It is week four here in the world of senior studio II. You may be wondering what I have been up to for the past four weeks? What have I been making? (if not, just humor me). Week four is the week before week 5 meaning I am making lots of messes and cramming in some firings before the big ol' 5 week reviews!
This semester I am going in a new direction, taking pieces of all my other directions and making a somewhat cohesive path. But before I get to the making, I have to do a bunch f tests. This is the part most people do not see or know about ceramics, it is completely behind the scenes and actually kind of systematic like an actual lab. I have tested three things: clay bodies, colored slips, and glazes.
Like any good nerd, I did my research on different types of porcelain clay bodies that are good for casting. There are thousands since artists have been making their own porcelain recipes since the BC Chinese dynasties. I picked four to mix up, cast and fire. In the firing I tested shrinkage, slump and transparency, all characteristics that will be important when actually making pieces.
After examining the tests and altering the recipes a touch more, I chose a Makins Porcelain with both Custer Feldspar and Nepheline Syenite. It was a balance between a pure white and little slump (the whiter clays , slump and sag more than the less pure ones).

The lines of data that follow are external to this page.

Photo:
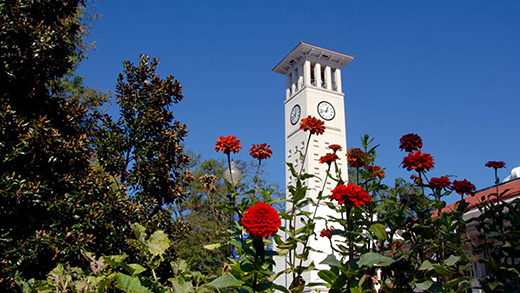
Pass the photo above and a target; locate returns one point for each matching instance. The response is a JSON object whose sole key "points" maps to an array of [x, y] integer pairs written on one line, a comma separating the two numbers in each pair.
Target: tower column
{"points": [[300, 77], [317, 74], [294, 82], [307, 72], [337, 79], [328, 78], [288, 86]]}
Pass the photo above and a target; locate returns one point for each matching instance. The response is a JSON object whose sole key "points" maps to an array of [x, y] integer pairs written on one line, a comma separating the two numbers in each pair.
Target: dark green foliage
{"points": [[55, 201], [143, 149]]}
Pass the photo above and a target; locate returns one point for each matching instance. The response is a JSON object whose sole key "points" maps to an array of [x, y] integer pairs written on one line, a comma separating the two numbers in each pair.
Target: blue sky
{"points": [[446, 70]]}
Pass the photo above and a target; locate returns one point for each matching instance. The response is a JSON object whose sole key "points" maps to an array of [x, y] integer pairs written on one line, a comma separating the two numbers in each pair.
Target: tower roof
{"points": [[315, 53]]}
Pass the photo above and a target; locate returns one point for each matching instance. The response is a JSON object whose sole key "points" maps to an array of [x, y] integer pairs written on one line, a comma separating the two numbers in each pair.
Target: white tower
{"points": [[313, 88]]}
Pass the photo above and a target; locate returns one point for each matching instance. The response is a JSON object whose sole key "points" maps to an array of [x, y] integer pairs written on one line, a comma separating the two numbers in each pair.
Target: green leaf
{"points": [[227, 280], [423, 286], [452, 260], [441, 270], [327, 276], [371, 258], [158, 243], [136, 269], [426, 265], [130, 284], [331, 261], [379, 230], [212, 246]]}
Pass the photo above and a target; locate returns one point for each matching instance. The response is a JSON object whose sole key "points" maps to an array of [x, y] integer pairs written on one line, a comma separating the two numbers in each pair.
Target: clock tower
{"points": [[313, 87]]}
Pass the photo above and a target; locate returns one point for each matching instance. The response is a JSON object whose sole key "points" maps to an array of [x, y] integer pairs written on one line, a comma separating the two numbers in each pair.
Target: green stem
{"points": [[257, 177]]}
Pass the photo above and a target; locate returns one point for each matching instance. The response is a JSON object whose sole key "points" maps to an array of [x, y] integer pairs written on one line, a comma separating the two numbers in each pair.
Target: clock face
{"points": [[326, 110], [295, 114]]}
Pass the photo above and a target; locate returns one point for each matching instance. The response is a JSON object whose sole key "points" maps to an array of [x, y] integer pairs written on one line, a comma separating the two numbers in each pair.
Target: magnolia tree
{"points": [[384, 239]]}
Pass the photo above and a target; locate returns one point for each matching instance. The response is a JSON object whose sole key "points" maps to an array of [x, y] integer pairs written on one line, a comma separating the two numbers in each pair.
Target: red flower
{"points": [[335, 147], [228, 144], [496, 165], [356, 157], [410, 142], [261, 151], [441, 182], [376, 171], [463, 187], [328, 158], [418, 161], [312, 124], [351, 194], [261, 220]]}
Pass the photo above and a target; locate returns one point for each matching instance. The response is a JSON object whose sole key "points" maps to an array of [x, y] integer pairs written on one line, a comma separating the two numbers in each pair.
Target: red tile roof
{"points": [[512, 187]]}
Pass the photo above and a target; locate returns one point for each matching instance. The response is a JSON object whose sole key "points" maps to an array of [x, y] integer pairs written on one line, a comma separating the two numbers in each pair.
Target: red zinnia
{"points": [[351, 194], [463, 187], [418, 161], [228, 144], [376, 171], [261, 151], [410, 142], [396, 244], [312, 124], [326, 232], [261, 220], [356, 157], [328, 158], [335, 147], [441, 182], [496, 165]]}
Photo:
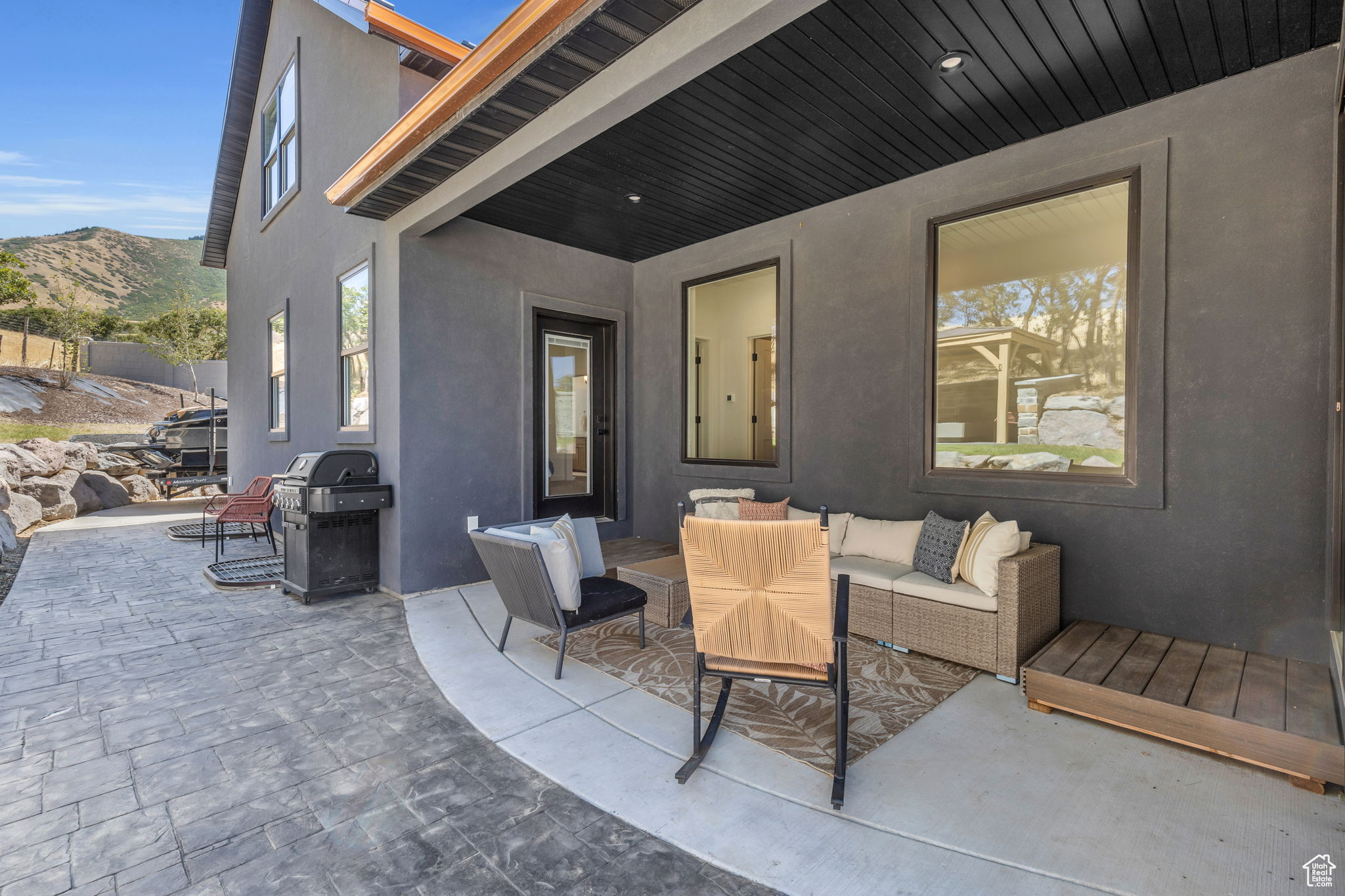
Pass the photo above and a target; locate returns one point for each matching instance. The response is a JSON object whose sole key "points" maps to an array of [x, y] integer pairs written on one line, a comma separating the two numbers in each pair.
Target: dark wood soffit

For this series of work I am using colored slips for the stained glass like surface patterning. Slip can be colored by minerals or commercial mason stains, I am using mason stains because it is more consistent. I wanted to be very specific with my colors so I tested each possible mason stain at a gradient of percentages and then fired them. The porcelain test cookies were adorable and made for good instagram shots. Drumroll please, the chosen mason stains are: Bordeaux red at 13%, Vanadium yellow at 6%, Sky blue at 10% and taupe at 5%. Give a round of applause to exact measuring, a handful of dirt and a touch of time!
The last step to any ceramic piece is the glaze but to have enough information to pick the very best glaze, ceramic artists make glaze test tiles first. For this semesters project I wanted a glossy clear glaze that had a touch of gold where it pooled. I made a bunch of tests yesterday and pulled them out of the kiln today. I have picked a whiting base clear glaze with 1% iron (a yellow colorant).
Now that all the tests are complete, I am at a point where I can actually make work. Planning and prep is boring but so important to an artist, even though no one sees it when they walk through a gallery or drink coffee out of a well crafted mug.